The above synopsis does not do justice to a film that, given its eccentricities, feels firmly grounded. Waititi gives his characters depth and weight; and like any director worthy of the title, Waititi gives his actors room to explore their characters, to bring to the surface their unique qualities without overplaying them. Waititi never looks down on these characters the way other hispterish filmmakers would. They are all decent folk, if a tad misguided. Waititi is also one of those rare directors who gives equal weight to the small details, those small actions that add heft to the story.

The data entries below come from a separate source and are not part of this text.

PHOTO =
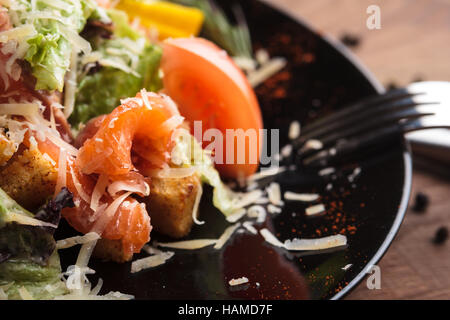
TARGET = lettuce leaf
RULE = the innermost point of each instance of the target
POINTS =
(49, 51)
(99, 93)
(187, 153)
(27, 253)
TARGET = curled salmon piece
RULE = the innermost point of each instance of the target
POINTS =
(103, 176)
(140, 127)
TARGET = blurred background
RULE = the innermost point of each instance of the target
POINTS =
(412, 45)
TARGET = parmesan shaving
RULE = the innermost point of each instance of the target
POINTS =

“Hunt for the Wilderpeople” offers, for my money, the best depiction of a child’s sense of wonder, awe and even confusion ever brought to the big or small screen. Waititi couldn’t have found a better actor to portray Ricky. There is nothing forced in Julian Dennison’s performance; he thinks, acts and responds like a kid and not like an artificial construct. And in Sam Neill, Waititi found the perfect foil for Dennison. As we see Hec evolve as a character, Neill reveals the heart that lies beneath that hard exterior, a man touched by tragedy but shaped by the landscape. Neill is one of those actors we take for granted; it’s good to see him carry every frame of a film that does not have the word “Jurassic” in its title.

“Hunt for the Wilderpeople” may stumble here and there (the rhythm is at times a bit off) but it quickly recovers, shaking the dust of its sleeves. It’s the work of a confident, self-assured, literate and generous filmmaker. Some critics lament the fact that he has taken the helm of “Thor: Ragnarok” fearing that his unique vision will succumb to the needs of a franchise-driven studio. Me? I am curious to see what this director, so in love with pop culture and its influences, will be able to get away with in the Marvel Universe.